Thursday, March 26, 2009

Healthy for 2: Class Warfare, Part III

I know, class warfare again. I swear, this one just fell into my lap, so I'm gonna go with it.

This post, which I arrived at via Feminocracy, is a great example of the history within medical research of not taking the informed consent of minority and lower-class subjects seriously when recruiting them for research. The study subjects, who are lower-income, "overweight," black and hispanic pregnant women, are being led to believe that they're "being enrolled into a free health program" which will increase their chances of having a healthy birth. However, the treatment that they're receiving actually seems to result in increased risks to mother and baby.

While it's obviously true that things have improved in this area, this latest example of coercion in which the autonomy and rational decision-making of minority and poor women is underestimated and undervalued shows that the same old historical mindset is alive and well. I have no problem with researchers recruiting pregnant women who are probably at higher risk for complications to participate in their research. But if that requires misleading them on the true risks to their babies and themselves, then that's just a deal breaker, and the desired info is going to have to be acquired elsewhere.


  1. All of this research appears to be connected to Northwestern Medical...

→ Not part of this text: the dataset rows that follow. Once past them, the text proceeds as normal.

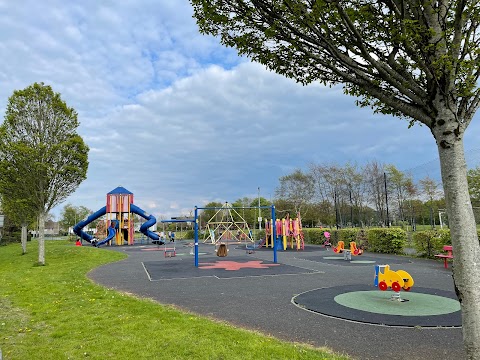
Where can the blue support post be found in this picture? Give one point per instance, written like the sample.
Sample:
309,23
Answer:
196,236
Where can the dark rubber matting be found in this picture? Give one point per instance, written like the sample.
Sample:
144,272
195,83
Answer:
322,301
185,268
360,260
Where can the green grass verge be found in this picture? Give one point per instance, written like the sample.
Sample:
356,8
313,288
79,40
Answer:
56,312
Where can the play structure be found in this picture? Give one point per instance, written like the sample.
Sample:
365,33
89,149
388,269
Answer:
227,225
288,231
119,220
396,280
354,250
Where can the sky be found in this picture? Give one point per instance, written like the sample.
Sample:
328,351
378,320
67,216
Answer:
177,118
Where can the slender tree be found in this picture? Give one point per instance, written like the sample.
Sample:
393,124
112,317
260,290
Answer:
41,154
21,214
297,188
417,60
71,215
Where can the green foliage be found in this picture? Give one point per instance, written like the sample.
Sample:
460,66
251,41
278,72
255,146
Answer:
38,138
430,242
297,188
313,236
56,312
71,215
387,240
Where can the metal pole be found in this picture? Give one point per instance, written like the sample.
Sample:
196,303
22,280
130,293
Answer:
274,231
259,213
196,236
336,209
386,197
351,209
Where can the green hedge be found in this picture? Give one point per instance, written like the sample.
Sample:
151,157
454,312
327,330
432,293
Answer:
387,240
430,242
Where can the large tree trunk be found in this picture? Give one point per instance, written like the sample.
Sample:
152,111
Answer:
41,237
466,248
24,239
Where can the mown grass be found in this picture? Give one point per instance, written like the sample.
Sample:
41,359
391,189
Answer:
56,312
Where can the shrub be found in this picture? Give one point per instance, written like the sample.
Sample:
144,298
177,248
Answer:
387,240
430,242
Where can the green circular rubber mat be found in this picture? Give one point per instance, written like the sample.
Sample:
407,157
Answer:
379,302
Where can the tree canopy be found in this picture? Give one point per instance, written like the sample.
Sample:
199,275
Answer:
42,158
418,60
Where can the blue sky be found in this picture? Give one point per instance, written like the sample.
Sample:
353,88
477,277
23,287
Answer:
178,119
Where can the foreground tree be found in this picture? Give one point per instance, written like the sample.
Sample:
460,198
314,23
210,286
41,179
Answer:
414,59
20,212
41,155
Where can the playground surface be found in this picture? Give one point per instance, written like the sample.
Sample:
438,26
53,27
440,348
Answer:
312,296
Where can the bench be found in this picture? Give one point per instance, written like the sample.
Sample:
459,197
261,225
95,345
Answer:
445,257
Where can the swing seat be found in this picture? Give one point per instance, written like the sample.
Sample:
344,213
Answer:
222,250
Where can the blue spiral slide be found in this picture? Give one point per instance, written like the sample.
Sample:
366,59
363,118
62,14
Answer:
78,229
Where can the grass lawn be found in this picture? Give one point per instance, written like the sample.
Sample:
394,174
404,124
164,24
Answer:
56,312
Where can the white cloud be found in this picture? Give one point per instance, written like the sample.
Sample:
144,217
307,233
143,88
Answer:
175,117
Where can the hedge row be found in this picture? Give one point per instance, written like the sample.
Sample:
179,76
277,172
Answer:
384,240
431,242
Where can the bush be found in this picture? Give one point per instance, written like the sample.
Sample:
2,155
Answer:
430,242
387,240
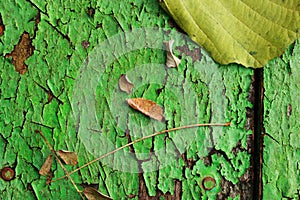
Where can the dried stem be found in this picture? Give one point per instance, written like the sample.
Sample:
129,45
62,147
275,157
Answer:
60,163
138,140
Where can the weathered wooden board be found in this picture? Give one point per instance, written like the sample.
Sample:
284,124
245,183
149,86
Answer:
281,155
59,83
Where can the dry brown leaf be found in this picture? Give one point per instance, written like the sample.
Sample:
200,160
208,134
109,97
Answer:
69,157
125,84
146,107
21,52
172,60
46,166
93,194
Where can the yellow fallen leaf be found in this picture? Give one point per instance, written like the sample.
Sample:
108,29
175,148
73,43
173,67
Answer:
146,107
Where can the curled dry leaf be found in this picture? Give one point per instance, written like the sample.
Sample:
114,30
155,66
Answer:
69,157
46,166
172,60
125,84
146,107
93,194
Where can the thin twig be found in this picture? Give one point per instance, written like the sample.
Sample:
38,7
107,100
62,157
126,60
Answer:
138,140
60,163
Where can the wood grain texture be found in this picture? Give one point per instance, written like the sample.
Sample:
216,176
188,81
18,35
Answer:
198,91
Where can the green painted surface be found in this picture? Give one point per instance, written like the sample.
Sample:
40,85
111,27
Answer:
281,166
218,94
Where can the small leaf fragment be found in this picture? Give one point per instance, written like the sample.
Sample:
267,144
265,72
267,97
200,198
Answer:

    Shouldn't there have been an IRB review since the reseach was attached to the Univerity, and if so, how did the patient information clear the review?

    Also, if somehow the hospital is separate frothe university, don't hospitals have their own ethics boards for clinical trails or reseach?

    Further, federal law and regulations require all research that uses federal funds to be approved by an IRB board.

    The IRB process was started in the '70s after the Tuskegee experiments. Reserachers should be familiar with the process and legal requirements with the process in place for over 30 yeras.

    Someone should shit-kick the IRB that approved the prospective patient information. Or the research team should be sanctioned.

  2. LetThemEatCake3/26/2009

    I think there's this big gap or double standard in the medical practices that are approved for pregnant women vs other patients. Maybe that explains the failure of the IRB process in this case.

    If you look at most of the common interventions that are routinely practiced during childbirth in the US (episiotomies, c-sections, etc) they're so high risk and cause so many problems that they probably would have been banned or severely restricted by now if the patients were male. Look at how strictly they monitor and restrict these things in most European countries, for instance. And they all have significantly lower mother and baby mortality rates than we do. Also, obstetrics is viewed as a huge moneymaker, and the more interventions you engage in the more money you make. So complication-free pregnancies and births and natural healthy processes are not what you're going for. This makes it unsurprising that this study is focused on increasing the medical interventions rather than decreasing them.

  3. Meg'n3/27/2009

    It is really hard to explain why our medical industry is so pro-intervention when it's been shown time and again that a higher intervention rate produces more risk for mother and baby. The increased charges billed to insurance for each intervention is certainly one plausible explanation. Apologists for the medical industry claim it's because of fear of malpractice suits, but if what you're doing increases the chances of injury or death then that doesn't make much sense.